TalkBank Downloading and Browsing

The TalkBank database contains transcript and media data collected from conversations with adults and older children. All of the data is transcribed in CHAT and CA/CHAT formats. The use of TalkBank data is governed by the Creative Commons License. Please remember to read and follow the Ground Rules for data-sharing.

Accessing TalkBank Data

There are two ways to access TalkBank data
  1. You can use the link labelled "Browsable Database" to play back media directly linked to transcripts in your browser.
  2. Or you can click on the link labelled "**Index to Corpora**" to access pages for each corpus which then have links for downloading the Transcripts and Media for work on your local machine.

Working with transcripts and media locally

Downloading Media using Chrome

We have packaged transcripts together into .zip files for easy downloading, but this doesn't work well for media. If you want to download all of the media for a given corpus, you can do this using an extension to the Chrome browser called Multi-File Downloader which is available from the Chrome Web Store. To install it in Chrome, open up the Extensions window and drag it onto the window. This will install a green downward-pointing arrow in your extensions list at the top of Chrome. When you navigate to a page from which you wish to do multiple downloads, you click on that icon and it explains how to proceed with the downloading. The items will go to your Chrome downloads folder. You can change the location of that folder inside your Chrome preferences.
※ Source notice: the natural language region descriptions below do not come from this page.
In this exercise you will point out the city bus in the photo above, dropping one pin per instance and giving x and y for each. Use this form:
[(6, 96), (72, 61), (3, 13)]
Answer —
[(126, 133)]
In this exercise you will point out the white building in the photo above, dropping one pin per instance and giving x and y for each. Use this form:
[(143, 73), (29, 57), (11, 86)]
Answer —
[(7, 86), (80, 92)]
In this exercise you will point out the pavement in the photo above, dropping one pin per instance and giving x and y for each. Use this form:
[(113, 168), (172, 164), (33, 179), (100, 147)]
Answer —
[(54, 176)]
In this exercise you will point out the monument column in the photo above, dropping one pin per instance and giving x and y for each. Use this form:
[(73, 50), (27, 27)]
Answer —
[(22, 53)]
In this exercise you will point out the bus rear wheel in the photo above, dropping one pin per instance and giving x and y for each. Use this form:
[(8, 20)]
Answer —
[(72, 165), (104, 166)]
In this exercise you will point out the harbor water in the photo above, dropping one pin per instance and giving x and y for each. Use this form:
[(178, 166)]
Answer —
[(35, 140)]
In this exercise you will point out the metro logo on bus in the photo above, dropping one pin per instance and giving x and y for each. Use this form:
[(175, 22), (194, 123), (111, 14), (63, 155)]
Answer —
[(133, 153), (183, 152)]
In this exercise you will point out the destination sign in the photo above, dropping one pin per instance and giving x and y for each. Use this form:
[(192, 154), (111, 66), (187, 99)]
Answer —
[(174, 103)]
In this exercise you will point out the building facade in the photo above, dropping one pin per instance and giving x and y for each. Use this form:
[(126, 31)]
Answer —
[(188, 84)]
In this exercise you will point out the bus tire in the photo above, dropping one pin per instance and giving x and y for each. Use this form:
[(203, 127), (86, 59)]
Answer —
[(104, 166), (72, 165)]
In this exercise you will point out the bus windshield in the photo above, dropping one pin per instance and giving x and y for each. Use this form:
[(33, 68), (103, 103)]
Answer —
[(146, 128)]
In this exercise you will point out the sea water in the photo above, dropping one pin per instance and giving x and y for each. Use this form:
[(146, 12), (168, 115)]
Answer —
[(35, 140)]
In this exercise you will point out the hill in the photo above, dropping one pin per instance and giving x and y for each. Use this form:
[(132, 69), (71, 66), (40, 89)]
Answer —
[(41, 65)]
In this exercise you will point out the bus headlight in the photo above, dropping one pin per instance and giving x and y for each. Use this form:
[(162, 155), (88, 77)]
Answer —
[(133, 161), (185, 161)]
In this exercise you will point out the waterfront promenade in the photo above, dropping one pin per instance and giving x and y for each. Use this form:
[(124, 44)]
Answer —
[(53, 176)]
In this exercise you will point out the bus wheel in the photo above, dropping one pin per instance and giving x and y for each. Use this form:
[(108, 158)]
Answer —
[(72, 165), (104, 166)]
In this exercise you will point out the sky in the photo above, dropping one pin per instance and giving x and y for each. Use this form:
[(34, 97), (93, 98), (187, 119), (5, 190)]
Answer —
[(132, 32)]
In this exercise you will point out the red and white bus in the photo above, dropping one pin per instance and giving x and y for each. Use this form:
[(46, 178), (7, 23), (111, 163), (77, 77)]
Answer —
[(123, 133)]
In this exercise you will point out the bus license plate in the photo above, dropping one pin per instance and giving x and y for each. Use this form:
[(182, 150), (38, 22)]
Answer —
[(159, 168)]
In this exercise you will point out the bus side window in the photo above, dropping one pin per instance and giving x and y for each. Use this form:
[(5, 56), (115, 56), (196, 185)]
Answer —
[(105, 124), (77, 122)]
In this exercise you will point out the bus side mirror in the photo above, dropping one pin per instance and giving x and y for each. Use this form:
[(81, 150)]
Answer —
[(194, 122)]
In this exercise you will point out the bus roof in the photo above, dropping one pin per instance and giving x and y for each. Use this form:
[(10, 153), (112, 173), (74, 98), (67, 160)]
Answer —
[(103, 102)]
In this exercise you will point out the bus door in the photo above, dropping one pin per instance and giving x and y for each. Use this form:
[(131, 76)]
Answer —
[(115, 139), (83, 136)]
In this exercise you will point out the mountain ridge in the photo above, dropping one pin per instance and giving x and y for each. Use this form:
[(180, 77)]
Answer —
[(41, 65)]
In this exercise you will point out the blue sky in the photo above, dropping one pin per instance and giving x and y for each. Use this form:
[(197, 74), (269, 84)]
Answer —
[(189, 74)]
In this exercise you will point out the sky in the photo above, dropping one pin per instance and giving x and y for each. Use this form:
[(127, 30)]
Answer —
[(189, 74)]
Downloading Media using wget

If you find it tedious to download media files one by one, you can use wget. For example, to retrieve all the *.mp3 and *.wav audio in the CallFriend Taiwan Mandarin folder, you can run this one-line wget command:

$ wget -e robots=off -R "index.html*" -N -nH -l inf -r --no-parent https://media.talkbank.org/childes/Clinical-MOR/TBI/

Then the files download into a folder called "childes/Clinical-MOR/TBI" in the calling directory. The files within that folder will also maintain the original hierarchical structure. The program will not inform you about progress of the transfer, but you can monitor it by watching files pour into the folder on your computer.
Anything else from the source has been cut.